[an error occurred while processing this directive]
nmz-archiv
nmz 2002/12 | Seite 23
51. Jahrgang | Dez./Jan.
Pädagogik
Geständnisse eines Musikschulleiters a. D.
Das Klavier an der Musikschule
Kein Wunder, dass das Klavier ein so beliebtes Instrument ist!

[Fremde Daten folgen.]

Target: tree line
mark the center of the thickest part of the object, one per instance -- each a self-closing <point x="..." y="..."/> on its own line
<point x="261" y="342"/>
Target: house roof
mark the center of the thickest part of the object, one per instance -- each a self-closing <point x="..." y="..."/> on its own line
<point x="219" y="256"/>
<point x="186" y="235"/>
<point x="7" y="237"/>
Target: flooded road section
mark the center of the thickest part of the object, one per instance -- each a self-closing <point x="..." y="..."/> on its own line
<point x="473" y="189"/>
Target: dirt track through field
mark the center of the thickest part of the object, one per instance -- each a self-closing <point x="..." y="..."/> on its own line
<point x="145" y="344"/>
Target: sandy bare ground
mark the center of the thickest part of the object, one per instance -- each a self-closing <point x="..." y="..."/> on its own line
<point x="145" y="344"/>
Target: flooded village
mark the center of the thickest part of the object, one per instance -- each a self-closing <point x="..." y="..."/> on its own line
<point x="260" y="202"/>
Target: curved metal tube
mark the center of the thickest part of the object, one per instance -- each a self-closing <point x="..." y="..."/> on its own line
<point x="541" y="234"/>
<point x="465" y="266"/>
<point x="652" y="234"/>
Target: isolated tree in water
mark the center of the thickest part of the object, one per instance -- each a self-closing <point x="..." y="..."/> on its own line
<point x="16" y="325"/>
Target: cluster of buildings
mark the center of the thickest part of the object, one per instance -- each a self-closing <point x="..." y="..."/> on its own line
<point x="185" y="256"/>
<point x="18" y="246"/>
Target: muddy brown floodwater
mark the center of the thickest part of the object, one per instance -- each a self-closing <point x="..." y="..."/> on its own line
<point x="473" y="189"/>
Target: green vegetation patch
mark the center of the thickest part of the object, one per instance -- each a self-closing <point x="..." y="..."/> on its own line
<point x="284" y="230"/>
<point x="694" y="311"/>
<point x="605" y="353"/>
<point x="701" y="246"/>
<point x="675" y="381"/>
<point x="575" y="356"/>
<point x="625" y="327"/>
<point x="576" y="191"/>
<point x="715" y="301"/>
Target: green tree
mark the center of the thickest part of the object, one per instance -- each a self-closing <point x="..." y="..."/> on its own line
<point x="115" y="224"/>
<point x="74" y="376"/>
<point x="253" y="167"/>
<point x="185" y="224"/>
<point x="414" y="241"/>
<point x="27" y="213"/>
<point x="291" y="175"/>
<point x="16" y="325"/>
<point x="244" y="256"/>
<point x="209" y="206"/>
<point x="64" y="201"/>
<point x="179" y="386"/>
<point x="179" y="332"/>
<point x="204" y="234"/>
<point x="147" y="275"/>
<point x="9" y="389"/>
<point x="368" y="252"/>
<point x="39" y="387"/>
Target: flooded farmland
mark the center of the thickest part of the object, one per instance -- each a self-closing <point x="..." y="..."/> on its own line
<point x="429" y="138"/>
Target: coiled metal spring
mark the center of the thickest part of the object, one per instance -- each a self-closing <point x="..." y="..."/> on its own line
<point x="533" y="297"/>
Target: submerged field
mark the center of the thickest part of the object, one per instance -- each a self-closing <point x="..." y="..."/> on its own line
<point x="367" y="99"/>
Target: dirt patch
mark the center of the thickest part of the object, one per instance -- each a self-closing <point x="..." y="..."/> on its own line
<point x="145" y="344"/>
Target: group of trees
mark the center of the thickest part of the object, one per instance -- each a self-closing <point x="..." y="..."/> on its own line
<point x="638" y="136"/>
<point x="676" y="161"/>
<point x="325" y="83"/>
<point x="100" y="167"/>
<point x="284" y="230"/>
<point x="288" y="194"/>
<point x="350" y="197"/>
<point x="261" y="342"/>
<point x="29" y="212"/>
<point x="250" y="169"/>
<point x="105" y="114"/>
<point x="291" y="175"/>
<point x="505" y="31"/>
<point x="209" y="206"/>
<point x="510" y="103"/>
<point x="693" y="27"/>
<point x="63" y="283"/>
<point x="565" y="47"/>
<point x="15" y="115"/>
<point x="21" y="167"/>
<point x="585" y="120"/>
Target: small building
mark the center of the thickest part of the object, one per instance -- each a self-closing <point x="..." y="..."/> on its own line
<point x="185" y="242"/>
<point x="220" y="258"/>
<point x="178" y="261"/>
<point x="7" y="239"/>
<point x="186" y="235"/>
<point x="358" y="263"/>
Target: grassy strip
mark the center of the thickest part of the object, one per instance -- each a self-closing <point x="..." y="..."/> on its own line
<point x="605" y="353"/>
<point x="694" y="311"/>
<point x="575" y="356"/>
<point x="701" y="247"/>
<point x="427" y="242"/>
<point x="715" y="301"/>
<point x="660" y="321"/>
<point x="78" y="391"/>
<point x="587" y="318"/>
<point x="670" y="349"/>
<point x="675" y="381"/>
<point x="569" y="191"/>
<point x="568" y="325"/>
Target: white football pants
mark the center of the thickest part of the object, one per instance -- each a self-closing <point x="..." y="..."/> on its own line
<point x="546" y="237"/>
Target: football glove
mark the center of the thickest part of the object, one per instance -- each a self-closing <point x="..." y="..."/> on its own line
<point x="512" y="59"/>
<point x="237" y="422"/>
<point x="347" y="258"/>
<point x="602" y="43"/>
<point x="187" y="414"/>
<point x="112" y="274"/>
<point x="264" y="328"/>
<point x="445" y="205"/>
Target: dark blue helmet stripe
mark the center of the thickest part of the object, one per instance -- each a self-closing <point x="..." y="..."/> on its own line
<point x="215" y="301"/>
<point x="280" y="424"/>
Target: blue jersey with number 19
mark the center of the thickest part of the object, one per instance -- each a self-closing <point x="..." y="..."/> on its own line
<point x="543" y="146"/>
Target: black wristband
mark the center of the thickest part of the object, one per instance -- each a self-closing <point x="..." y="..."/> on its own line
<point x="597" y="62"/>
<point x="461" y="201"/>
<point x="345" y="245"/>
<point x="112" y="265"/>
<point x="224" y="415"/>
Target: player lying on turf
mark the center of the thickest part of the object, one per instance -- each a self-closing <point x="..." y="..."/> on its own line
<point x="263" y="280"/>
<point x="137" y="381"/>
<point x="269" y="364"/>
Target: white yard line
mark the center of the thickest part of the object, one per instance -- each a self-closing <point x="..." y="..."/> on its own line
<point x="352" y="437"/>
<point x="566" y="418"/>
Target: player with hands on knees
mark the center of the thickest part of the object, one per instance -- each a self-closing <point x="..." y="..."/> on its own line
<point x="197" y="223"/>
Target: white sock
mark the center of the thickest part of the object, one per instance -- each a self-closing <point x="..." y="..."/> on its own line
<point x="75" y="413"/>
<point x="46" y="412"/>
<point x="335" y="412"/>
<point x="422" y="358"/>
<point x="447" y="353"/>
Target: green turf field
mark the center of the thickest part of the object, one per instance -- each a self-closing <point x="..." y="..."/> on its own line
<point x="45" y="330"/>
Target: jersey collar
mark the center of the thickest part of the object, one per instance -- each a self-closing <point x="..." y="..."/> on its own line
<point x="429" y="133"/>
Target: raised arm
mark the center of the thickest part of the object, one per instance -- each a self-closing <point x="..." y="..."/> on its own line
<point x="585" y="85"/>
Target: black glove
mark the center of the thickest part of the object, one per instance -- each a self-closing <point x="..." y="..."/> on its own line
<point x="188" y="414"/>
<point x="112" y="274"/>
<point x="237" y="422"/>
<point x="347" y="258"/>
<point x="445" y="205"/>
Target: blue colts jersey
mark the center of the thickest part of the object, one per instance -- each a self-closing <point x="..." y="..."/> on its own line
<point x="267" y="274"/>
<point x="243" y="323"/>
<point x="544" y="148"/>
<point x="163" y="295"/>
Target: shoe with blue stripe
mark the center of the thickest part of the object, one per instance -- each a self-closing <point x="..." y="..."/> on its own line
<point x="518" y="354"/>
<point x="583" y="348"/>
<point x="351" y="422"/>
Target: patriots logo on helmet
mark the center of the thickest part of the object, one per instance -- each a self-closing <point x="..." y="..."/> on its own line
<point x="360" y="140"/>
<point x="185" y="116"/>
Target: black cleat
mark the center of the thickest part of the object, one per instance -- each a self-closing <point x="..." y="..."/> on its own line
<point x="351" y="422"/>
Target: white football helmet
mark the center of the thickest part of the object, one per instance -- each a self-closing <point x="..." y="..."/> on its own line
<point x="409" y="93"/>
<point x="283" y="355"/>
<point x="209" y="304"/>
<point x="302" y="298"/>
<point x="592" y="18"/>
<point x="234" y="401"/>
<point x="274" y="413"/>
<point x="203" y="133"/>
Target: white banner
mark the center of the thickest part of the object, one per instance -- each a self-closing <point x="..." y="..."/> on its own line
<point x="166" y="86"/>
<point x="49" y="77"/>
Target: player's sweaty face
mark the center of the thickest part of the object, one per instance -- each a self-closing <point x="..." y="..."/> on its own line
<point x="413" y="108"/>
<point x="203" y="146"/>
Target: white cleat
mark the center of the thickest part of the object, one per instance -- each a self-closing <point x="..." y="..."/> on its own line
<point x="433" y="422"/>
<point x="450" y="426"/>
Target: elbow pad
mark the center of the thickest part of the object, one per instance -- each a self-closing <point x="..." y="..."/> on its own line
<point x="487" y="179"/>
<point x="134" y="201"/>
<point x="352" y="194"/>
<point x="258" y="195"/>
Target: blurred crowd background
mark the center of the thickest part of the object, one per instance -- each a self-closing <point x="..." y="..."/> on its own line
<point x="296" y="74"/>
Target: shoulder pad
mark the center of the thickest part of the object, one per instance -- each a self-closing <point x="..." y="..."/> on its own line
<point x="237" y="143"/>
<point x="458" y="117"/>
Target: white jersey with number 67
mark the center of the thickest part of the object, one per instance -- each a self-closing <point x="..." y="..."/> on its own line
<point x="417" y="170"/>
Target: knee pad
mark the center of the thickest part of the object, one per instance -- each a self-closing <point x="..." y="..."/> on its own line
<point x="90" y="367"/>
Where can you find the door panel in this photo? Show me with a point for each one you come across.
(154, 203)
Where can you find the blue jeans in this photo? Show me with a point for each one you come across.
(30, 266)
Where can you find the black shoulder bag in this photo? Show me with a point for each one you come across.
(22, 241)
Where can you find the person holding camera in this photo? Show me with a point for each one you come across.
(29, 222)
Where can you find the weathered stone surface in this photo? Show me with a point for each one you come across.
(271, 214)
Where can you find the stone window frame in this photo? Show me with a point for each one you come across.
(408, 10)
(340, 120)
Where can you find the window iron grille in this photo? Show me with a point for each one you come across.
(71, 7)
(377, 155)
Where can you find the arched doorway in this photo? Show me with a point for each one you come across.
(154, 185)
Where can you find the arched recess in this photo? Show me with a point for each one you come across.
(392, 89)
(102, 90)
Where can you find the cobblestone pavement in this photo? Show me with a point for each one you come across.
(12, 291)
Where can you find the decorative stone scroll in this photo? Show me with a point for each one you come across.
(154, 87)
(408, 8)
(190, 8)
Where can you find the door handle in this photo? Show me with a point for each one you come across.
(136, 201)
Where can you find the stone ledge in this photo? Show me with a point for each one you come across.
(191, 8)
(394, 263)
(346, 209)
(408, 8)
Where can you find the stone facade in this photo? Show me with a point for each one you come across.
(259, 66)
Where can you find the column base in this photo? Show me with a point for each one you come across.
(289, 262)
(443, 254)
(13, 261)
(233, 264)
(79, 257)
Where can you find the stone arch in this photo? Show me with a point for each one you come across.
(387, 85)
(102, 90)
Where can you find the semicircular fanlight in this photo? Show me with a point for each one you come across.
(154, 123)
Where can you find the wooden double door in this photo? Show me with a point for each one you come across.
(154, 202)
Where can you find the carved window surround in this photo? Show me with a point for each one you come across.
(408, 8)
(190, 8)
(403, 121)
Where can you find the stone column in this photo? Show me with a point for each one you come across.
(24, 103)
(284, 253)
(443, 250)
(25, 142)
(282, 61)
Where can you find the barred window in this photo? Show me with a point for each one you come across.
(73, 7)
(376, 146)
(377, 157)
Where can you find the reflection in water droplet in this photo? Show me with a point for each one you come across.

Alles ist ihm zu eigen: Melodien, Harmonien, Akkorde, Sonaten, Sinfonien,
Solokonzerte, Kammermusik, Oper, Liedbegleitung, Improvisation und,
last but not least, das ganze Spektrum der Musiktheorie. Welches
Instrument kann da mithalten an Vielseitigkeit, Glanz, einer unendlichen
Fülle großartigster Kompositionen und dem Vermögen,
immer autark sein zu können? Vielleicht ist diese Selbstständigkeit
aber auch eine Gefahr, die so manchen Pianisten und Klavierlehrer
in die „Verselbstständigung“, manchmal auch Einsamkeit
führt. Er ist sich dann selbst genug. Ich gebe freimütig
zu, alle diejenigen beneidet zu haben, die in souveräner Form
das Klavierspiel beherrschten. Mein Klavierspiel, an einer deutschen
Musikhochschule mit Studien von Bachpräludien und Mozartsonaten
erlernt, empfand ich immer als Beleidigung, für die ich mich
zu schämen hatte. Gerade deswegen sah ich es als meine Pflicht
an, für den Klavierunterricht an der Lahrer Musikschule bestens
zu sorgen. Im Orchestersaal der Musikschule, in dem nicht nur die
zahlreichen Orchesterproben stattfanden, sondern auch die wöchentlichen,
öffentlichen Vortragsstunden, stand ein wunderbarer Steinway-Flügel,
in Hamburg persönlich ausgewählt. In jedem Unterrichtsraum
standen zwei Instrumente und für die Korrepetitionsstunden
gab es einen Raum, der von seiner Größe her schon das
Gefühl eines kleinen Konzertsaales vermitteln konnte. Die Schüler
der Lahrer Musikschule haben gern Klavier gelernt. In diesem Fall
spreche ich vor allem von den Schülern, die schon früh
angefangen hatten, ein Orchesterinstrument zu erlernen. Es war nun
unsere, der zuständigen Lehrer, Sache, alle Schüler, die
schon einen gewissen Leistungsstand erreicht hatten, beziehungsweise
deren Eltern, für das zusätzliche Klavierspiel zu gewinnen.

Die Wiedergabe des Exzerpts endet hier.